There is no step-by-step process

The stages of grief were never intended to be a roadmap.

Dr. Elisabeth Kübler-Ross’s famous five stages of grief may help us to name our feelings and experiences inside of grief, but they were never meant to be a step-by-step prescription for how to move forward.

Stages of Grief: The roadmap you expected started with denial, then moved to anger, depression, bargaining, and acceptance. The road you got has a starting point and a tangled line instead of neat and tidy stops along a timeline.

The “stages” originated from Dr. Ross' observations of the experiences of terminally ill patients. Denial, anger, bargaining, depression, and acceptance reflect how people tend to cope with the reality of death and dying.
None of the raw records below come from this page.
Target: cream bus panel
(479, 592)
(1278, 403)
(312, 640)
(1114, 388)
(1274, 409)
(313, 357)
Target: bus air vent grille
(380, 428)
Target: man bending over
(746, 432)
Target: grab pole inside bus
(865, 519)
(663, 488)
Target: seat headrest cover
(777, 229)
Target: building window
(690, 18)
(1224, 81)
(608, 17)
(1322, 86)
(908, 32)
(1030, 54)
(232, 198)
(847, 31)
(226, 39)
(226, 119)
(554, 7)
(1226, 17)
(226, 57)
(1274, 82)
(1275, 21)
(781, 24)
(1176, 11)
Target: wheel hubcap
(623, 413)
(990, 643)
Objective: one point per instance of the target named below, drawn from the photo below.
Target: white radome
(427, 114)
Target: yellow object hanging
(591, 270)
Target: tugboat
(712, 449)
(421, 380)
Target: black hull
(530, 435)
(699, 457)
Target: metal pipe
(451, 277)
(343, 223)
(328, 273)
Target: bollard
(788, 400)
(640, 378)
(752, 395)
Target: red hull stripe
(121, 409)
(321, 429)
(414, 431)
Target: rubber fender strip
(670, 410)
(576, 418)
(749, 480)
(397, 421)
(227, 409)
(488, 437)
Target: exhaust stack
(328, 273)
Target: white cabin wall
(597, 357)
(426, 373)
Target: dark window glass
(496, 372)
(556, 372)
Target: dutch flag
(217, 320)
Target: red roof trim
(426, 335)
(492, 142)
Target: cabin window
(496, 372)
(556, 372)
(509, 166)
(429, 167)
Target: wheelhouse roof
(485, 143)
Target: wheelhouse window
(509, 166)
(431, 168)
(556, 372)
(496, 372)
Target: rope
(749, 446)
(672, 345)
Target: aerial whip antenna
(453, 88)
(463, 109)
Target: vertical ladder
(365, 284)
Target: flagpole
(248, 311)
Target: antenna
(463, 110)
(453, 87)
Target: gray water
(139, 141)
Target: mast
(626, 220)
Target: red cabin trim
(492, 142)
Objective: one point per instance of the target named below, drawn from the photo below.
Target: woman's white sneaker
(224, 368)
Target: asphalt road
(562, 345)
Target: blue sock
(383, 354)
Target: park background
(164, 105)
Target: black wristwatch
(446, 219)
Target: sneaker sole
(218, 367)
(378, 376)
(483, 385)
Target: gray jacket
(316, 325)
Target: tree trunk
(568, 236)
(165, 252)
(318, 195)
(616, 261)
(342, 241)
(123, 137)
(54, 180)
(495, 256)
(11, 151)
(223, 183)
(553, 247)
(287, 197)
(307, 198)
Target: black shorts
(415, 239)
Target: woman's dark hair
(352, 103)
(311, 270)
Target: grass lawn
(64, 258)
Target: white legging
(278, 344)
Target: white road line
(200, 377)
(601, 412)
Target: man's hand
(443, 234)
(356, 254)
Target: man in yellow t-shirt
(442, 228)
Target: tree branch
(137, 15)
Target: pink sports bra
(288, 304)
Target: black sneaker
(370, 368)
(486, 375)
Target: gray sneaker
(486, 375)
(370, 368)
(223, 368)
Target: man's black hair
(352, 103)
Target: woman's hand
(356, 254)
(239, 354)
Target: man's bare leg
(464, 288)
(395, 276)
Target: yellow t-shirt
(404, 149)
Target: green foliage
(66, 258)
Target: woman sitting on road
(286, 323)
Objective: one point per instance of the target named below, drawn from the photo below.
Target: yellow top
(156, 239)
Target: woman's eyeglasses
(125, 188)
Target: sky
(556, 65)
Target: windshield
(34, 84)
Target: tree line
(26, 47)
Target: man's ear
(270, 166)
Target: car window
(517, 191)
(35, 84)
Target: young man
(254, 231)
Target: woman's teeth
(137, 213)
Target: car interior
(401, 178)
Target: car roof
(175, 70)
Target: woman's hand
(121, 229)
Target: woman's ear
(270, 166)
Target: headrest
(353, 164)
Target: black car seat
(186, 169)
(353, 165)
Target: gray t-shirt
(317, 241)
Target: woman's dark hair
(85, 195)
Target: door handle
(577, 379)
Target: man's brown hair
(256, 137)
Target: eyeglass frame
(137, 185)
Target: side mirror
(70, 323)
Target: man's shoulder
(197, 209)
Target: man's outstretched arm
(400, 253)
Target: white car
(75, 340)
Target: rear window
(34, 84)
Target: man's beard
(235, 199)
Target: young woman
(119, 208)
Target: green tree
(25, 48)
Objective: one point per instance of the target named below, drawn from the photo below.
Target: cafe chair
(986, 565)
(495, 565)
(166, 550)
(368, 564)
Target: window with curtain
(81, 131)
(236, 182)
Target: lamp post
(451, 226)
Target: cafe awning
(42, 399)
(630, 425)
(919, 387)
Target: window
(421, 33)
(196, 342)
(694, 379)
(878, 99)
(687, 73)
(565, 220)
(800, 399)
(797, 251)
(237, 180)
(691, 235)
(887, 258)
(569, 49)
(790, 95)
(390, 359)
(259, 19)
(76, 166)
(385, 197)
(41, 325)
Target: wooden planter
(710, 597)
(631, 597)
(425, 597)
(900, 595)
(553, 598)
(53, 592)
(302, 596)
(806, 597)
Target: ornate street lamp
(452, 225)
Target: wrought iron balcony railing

They were never intended to offer a roadmap for grief.

“There are really only two stages of grief, ... who you were before and who you are after.”Ted Rynearson

The phases that we have around what grief has been described to us as, may or may not fit. Your experience may be very different, and that's okay, and we have to give each other permission around that, so we can really present ourselves as supportive and safe.

Because we can make it unsafe for each other with having an expectation around what's someone else’s grief journey is. And I think that’s important, um, for parents, I think it’s important for peers; I think it’s important for communities to throw away their expectations around what they think grief is.

Our grief is our own, and we will move forward with it in our own way, in our own time.